I haven’t seen anyone make a direct and public critique of this article. Admittedly I was hesitant to write this because it calls attention to what I consider to be an erroneous, racist, and hurtful argument. But I do think veganism must be defended in its radical glory. A minimal practice-based definition made by two white people just seems a little too similar to white people calling for an end of teaching critical race theory (Kaepernick et al., 2023) or movements in animal advocacy spaces towards racist effective altruism. Vegan sociologists should stand behind a consistent anti-oppression definition of veganism and make it clear that a minimal practice-based definition is incorrect. No one should sit back quietly while two highly privileged people publicly and categorically silence vegans of color. 

 

References

Dutkiewicz, J. and Dickstein, J. (2021) ‘The Ism in veganism: The case for a minimal practice-based definition’, Food Ethics, 6(2), pp. 1-19.
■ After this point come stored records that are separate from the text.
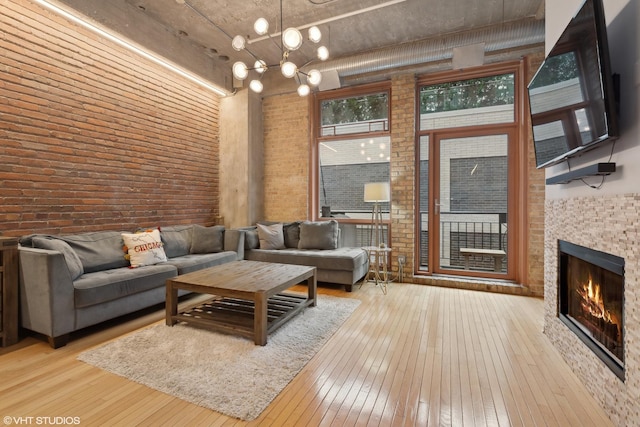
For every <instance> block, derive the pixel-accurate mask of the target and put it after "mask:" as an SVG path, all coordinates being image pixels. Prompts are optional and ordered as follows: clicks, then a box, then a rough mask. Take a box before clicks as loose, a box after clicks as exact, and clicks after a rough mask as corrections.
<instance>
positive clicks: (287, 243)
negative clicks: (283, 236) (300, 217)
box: [282, 221, 300, 248]
mask: <svg viewBox="0 0 640 427" xmlns="http://www.w3.org/2000/svg"><path fill="white" fill-rule="evenodd" d="M282 233H283V234H284V246H285V247H287V248H297V247H298V245H299V244H300V221H294V222H288V223H285V224H283V225H282Z"/></svg>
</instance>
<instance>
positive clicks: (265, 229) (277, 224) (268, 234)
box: [257, 222, 285, 249]
mask: <svg viewBox="0 0 640 427" xmlns="http://www.w3.org/2000/svg"><path fill="white" fill-rule="evenodd" d="M257 227H258V238H259V239H260V249H284V247H285V246H284V234H283V231H282V223H281V222H279V223H277V224H272V225H264V224H257Z"/></svg>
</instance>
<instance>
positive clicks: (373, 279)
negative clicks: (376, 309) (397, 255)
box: [360, 246, 391, 295]
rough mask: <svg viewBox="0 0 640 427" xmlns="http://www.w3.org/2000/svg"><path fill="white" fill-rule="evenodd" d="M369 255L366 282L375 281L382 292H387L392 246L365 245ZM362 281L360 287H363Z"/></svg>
mask: <svg viewBox="0 0 640 427" xmlns="http://www.w3.org/2000/svg"><path fill="white" fill-rule="evenodd" d="M362 249H364V250H365V251H366V252H367V255H368V257H369V271H368V272H367V275H366V276H365V277H364V280H363V281H362V283H364V282H375V283H376V286H378V285H380V289H382V293H384V294H385V295H386V294H387V287H388V285H389V282H390V280H389V270H388V268H389V261H390V259H391V248H388V247H386V246H384V247H378V246H364V247H363V248H362ZM362 283H361V284H360V287H362Z"/></svg>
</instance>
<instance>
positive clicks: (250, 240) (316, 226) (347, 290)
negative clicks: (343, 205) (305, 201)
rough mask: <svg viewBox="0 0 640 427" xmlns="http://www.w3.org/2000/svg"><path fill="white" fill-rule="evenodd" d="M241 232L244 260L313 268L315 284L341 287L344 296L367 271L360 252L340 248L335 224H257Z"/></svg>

Feliz Brueck, J. (2017) Veganism in an Oppressive World: A Vegans of Color Community Project. Sanctuary Publishers.

Feliz Brueck, J. (2019) Veganism of Color: Decentering Whiteness in Human and Nonhuman Liberation. Sanctuary Publishers. 

Feliz Brueck, J. and McNeill, Z. (2020) Queer and trans voices: Achieving liberation through consistent anti-oppression. Sanctuary Publishers.

Kaepernick, C., Kelley, R. D. G., and Taylor, K. (Eds) (2023) Our history has always been contraband: In defense of Black studies. Haymarket Books.

Poirier, N. (2023) ‘Three Sociological Paradoxes of Eating Animals’, Student Journal for Vegan Sociology, 2, pp. 41-52.